The cornerstone of a modern SOC and modern SIEM is that the basics are not forgotten.
The essence of good security is doing the basics well.
It doesn’t matter how advanced your tools get or how much your machine learning engine has started to identify threats you’ve never seen before, if you don't cover the basics, advanced activity won’t work. It’s like leaving the gates open and unguarded to the world’s strongest fortress.
Experts believe the majority of data breaches can be avoided if businesses focus on the following:
- Asset management - before businesses can protect themselves, they have to know what is going on in their environment. Malicious apps, insider threats, and vulnerabilities can be lurking that could cause a data breach. It’s impossible for an organization to protect themselves from threats they don’t know are present.
- Security monitoring - If a tree falls in a forest and no one hears it, it doesn’t matter if it makes a sound. The same holds true for security. Businesses need someone watching for problems 24x7x365.

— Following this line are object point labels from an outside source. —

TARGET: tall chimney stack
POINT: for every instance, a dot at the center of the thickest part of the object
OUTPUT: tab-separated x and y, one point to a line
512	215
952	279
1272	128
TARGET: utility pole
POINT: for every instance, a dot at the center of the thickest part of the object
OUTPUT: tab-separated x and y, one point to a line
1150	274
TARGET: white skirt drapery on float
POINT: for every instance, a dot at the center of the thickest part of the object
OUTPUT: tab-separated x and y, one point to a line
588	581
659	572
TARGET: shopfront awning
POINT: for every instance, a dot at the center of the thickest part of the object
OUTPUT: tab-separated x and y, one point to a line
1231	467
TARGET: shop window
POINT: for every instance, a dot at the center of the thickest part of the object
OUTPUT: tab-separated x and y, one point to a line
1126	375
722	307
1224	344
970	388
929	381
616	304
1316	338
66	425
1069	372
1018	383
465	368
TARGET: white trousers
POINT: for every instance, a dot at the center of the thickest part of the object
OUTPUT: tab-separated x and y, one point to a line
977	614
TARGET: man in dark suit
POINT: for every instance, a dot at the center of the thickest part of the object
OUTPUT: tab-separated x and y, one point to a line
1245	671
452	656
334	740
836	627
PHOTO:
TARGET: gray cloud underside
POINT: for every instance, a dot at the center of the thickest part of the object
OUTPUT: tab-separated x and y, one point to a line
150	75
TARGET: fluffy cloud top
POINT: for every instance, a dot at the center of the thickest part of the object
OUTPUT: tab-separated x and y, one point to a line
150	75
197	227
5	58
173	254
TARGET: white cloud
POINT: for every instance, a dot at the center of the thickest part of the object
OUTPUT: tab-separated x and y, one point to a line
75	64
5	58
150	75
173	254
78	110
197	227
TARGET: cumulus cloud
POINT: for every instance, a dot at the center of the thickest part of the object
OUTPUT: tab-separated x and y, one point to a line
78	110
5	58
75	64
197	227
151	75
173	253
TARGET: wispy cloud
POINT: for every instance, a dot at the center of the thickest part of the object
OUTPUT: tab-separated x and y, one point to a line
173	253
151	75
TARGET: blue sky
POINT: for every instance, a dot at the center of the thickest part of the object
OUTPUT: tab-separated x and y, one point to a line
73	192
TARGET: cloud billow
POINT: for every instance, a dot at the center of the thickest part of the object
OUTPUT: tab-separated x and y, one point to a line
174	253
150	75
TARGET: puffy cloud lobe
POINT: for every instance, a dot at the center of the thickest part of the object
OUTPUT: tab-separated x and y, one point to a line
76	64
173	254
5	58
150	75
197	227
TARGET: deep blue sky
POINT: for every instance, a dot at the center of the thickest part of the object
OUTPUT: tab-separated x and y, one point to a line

- Don’t neglect your endpoint solutions - remote work has introduced a variety of potential security threats to small and mid-size businesses. For instance, businesses are now relying on the security of their employees’ home networks and have little oversight into their day-to-day activities. Smart businesses are focusing on securing employees’ endpoints to ensure they are properly patched and performing well while out of the office.
- Proactive security planning - when something happens (because it’s not if, it’s when), you need to have a plan already in place. Businesses that don’t have an incident response plan are more likely to react slowly, poorly, and do long-lasting damage to their brand.